2. Con il secondo motivo il ricorrente deduce la violazione del D.P.R. n. 115 del 2002, art. 74, comma 2 e art. 136, comma 2: il Tribunale avrebbe disposto la revoca dell’ammissione al patrocinio a spese dello Stato a motivo dell’insussistenza originaria dei presupposti per l’ammissione, benchè tale revoca potesse essere ordinata soltanto a seguito dell’accertamento della sussistenza di dolo o colpa grave in capo alla parte, condizioni che nel caso di specie non potevano essere ravvisate quanto meno tenuto conto della situazione interna del *****.

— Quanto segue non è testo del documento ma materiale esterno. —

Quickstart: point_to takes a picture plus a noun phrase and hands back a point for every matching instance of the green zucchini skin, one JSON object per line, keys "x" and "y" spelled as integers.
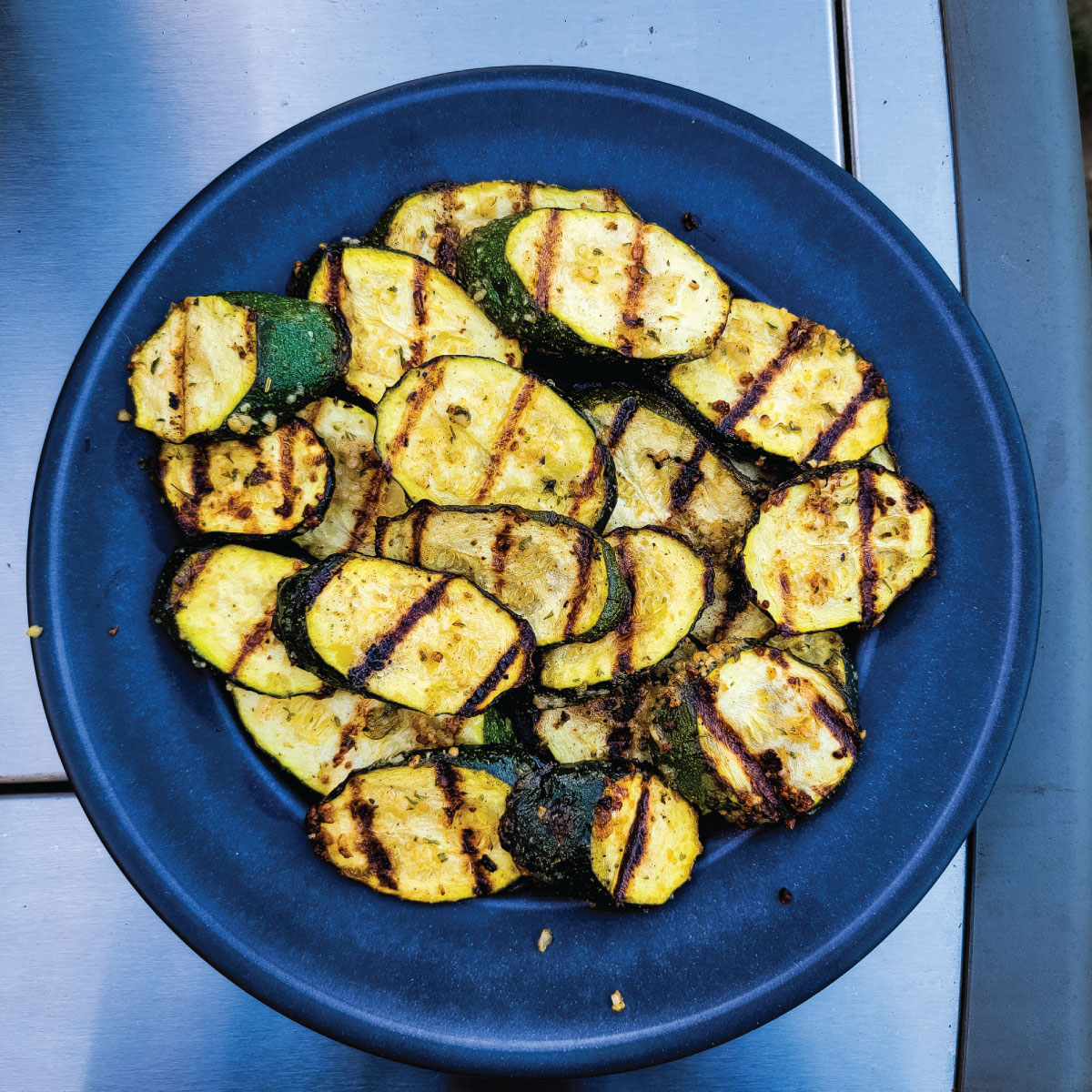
{"x": 303, "y": 349}
{"x": 481, "y": 268}
{"x": 547, "y": 825}
{"x": 617, "y": 596}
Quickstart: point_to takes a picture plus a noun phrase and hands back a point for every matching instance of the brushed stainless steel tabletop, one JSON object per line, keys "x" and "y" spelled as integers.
{"x": 114, "y": 115}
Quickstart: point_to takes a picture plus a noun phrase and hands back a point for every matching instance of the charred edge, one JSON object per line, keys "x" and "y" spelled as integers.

Il motivo è inammissibile.
Il Tribunale ha proceduto alla revoca dell’ammissione al patrocinio a spese dello Stato direttamente all’interno del decreto impugnato e in uno con la decisione sul merito della controversia, piuttosto che con separato decreto ai sensi del D.P.R. n. 115 del 2002, art. 136, comma 2; il che tuttavia non comporta mutamenti nel relativo regime impugnatorio, che resta quello, ordinario e generale, dell’opposizione prevista dall’art. 170 stesso D.P.R., dovendosi escludere che la pronuncia sulla revoca, in quanto adottata con il decreto che definisce il merito, sia, per ciò solo, impugnabile immediatamente con il ricorso per cassazione, rimedio previsto solo per l’ipotesi contemplata dall’art. 113 testo unico in parola (Sez. 1 -, n. 32028 del 11/12/2018, Rv. 651900; Sez. 3 -, n. 3028 del 08/02/2018, Rv. 647941; Sez. 2 -, n. 29228 del 06/12/2017, Rv. 646597).
3. Il ricorso va, pertanto, dichiarato inammissibile. Segue la condanna del ricorrente, siccome soccombente, al pagamento delle spese processuali in favore del controricorrente, liquidate in Euro 2.100, oltre SPAD. Il doppio contributo di cui al D.P.R. 30 maggio 2002, n. 115, art. 13, comma 1 quater dovrà essere versato ove ne sussistano i presupposti, secondo quanto chiarito dalla sentenza Sez. 1 n. 9660/2019, cui si intende prestare adesione.
P.Q.M.
Dichiara inammissibile il ricorso. Condanna il ricorrente al pagamento, in favore della controricorrente, delle spese del giudizio di legittimità, che liquida in Euro 2.100,00 oltre alle spese prenotate a debito.
Così deciso in Roma, il 7 febbraio 2020.